My watershed moment came a few years ago, when we figured out that my son's inability to concentrate and his perpetual movement and impulsivity could be biologically blamed.  He literally couldn't help himself.   So while I have become intimately familiar with all aspects of this acronym for what seems like eons now, I had almost forgotten that the second "D" stood for "disorder."  It seemed innocuous, but for my son, the "D" might as well have been the Scarlet Letter.   

While I no longer even considered the word "disorder" to be anything other than part of an acronym for a common condition that affects both children and grownups, I didn't realize how it would resonate with my son.   

But hearing my son utter it over and over again, "I have a disorder? What's wrong with me?"  The word stung and the pain, confusion and sadness my son felt ripped into me.

What have I done?

"There is nothing wrong with you," I told my son countless times during the excruciating car ride home.  "You are amazing and creative and so smart and awesome.  You are such a cool kid." 

But he couldn't hear me.  He was consumed by his own anguish.

"You did this to me.  You screwed me up.  It's your fault I'm this way.  People are going to think I'm a loser."

These were the words coming from my 9-year-old.  I always imagined children reached their 20s before blaming their mothers.  Isn't that when you explode to your therapist and accuse your mom of creating your issues?  I didn't expect this, not from the little boy who still snuggles with his blankie, who still obsesses over WebKinz, and who still falls asleep as I sing him made-up songs to a "Frère Jacques" tune.

The doctor had promised me that when children understand what's affecting their behavior, their focus or their impulsivity, it's a relief for them.  It's about owning it and then understanding it.  For the hundreds of children he's treated, the doctor assured me that kids breathe easier afterwards

Not my kid.  My son is atypical of the atypical.  I know this and I feared his reaction.

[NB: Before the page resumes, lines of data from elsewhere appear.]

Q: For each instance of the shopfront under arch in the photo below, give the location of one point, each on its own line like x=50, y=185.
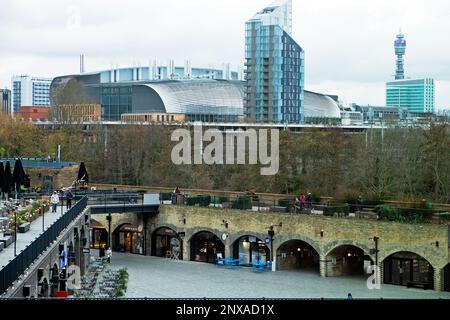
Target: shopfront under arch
x=205, y=246
x=128, y=238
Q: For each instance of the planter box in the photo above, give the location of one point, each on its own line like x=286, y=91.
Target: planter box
x=24, y=227
x=6, y=241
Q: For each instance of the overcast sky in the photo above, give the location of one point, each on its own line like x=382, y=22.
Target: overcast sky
x=348, y=43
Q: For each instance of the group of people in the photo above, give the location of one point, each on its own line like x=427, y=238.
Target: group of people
x=303, y=202
x=55, y=198
x=175, y=195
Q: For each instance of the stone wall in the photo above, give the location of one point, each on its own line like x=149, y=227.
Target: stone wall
x=393, y=237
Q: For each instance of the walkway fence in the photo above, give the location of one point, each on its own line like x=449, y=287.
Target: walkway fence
x=24, y=259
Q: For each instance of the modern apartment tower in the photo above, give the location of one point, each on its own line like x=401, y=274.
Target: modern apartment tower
x=400, y=50
x=274, y=90
x=30, y=91
x=5, y=101
x=417, y=95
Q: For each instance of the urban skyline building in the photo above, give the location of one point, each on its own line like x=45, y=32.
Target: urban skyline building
x=30, y=91
x=5, y=101
x=416, y=95
x=400, y=50
x=275, y=74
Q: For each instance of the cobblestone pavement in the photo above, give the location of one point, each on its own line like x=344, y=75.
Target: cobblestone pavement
x=24, y=239
x=153, y=277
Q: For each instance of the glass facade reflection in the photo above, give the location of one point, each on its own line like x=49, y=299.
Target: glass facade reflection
x=274, y=71
x=415, y=95
x=115, y=102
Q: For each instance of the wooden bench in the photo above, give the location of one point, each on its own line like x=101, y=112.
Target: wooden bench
x=417, y=284
x=24, y=227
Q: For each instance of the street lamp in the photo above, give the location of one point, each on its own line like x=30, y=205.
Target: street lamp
x=15, y=232
x=271, y=234
x=375, y=251
x=109, y=218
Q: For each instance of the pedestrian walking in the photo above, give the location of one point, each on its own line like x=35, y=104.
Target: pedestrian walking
x=109, y=255
x=54, y=199
x=69, y=197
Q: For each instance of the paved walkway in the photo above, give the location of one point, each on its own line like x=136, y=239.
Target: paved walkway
x=24, y=239
x=151, y=277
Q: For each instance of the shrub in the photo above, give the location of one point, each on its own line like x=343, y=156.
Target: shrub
x=123, y=279
x=199, y=200
x=287, y=203
x=243, y=203
x=166, y=196
x=336, y=208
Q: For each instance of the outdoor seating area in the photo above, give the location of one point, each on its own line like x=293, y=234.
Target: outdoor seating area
x=228, y=262
x=231, y=263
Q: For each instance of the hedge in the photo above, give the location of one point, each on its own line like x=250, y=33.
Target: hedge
x=243, y=203
x=166, y=196
x=220, y=199
x=336, y=208
x=199, y=200
x=287, y=203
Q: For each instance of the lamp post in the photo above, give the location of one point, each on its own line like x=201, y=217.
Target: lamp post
x=109, y=218
x=271, y=234
x=15, y=232
x=375, y=239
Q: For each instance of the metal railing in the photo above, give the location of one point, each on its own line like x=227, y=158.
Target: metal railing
x=12, y=271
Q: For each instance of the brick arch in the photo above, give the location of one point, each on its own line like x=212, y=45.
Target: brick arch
x=99, y=222
x=237, y=235
x=167, y=226
x=386, y=254
x=194, y=231
x=280, y=240
x=120, y=222
x=329, y=247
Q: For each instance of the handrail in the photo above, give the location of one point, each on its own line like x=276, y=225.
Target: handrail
x=12, y=271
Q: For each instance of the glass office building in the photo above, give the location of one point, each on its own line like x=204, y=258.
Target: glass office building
x=274, y=90
x=5, y=101
x=30, y=91
x=416, y=95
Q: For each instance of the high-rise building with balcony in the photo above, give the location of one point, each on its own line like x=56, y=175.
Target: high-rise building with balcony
x=275, y=67
x=30, y=91
x=417, y=95
x=5, y=101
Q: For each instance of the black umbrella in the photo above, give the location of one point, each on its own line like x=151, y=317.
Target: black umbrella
x=18, y=175
x=8, y=178
x=82, y=173
x=2, y=178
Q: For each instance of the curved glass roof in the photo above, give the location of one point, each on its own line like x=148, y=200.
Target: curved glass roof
x=320, y=106
x=201, y=96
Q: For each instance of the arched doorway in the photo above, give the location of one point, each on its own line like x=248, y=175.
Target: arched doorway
x=128, y=238
x=404, y=267
x=296, y=255
x=347, y=260
x=54, y=280
x=205, y=246
x=250, y=249
x=447, y=278
x=167, y=243
x=99, y=235
x=43, y=288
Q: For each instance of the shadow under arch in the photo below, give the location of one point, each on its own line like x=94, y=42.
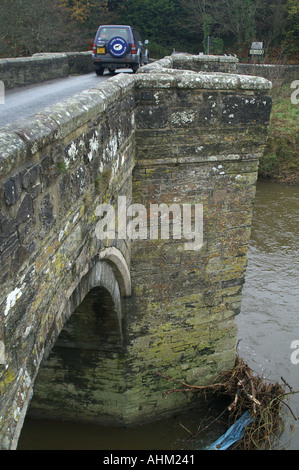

For years we have couched ADHD in euphemisms. He takes vitamins, not medication.  His battery gets overcharged and he needs to calm down so he can focus.  The word "disorder" has never crept into the conversation.  I try to protect my son because I know that he feels a little different.  He is preternaturally self-aware and a deep feeler. He also does things his way -marching to a different beat.  He's an out-of-the-box thinker and embraces his ingenuity which is why he will be incredibly successful in life...if life doesn't first get in his way.

And that's where I feel my job as a parent comes in.  With tears in our eyes, my son and I listened to the doctor who spoke of both the challenges and magic of having a Ferrari engine of a brain.  Interestingly, the doctor told us that he too has ADD.

So far there has been no relief for my son, only moments of extreme anger and sadness.  In some ways I think it confirmed to him that something inside is askew and that he is a little different, but this is of no comfort to a nine year old. Children don't want to feel different, even if the messaging makes the unique sound like an exceptional strength.  And as parents we just desperately want our kids to fit into the conventional flow and feel comfortable in their own skin. 

Disorder is a dreadful word, especially as part of a label for my beautiful son.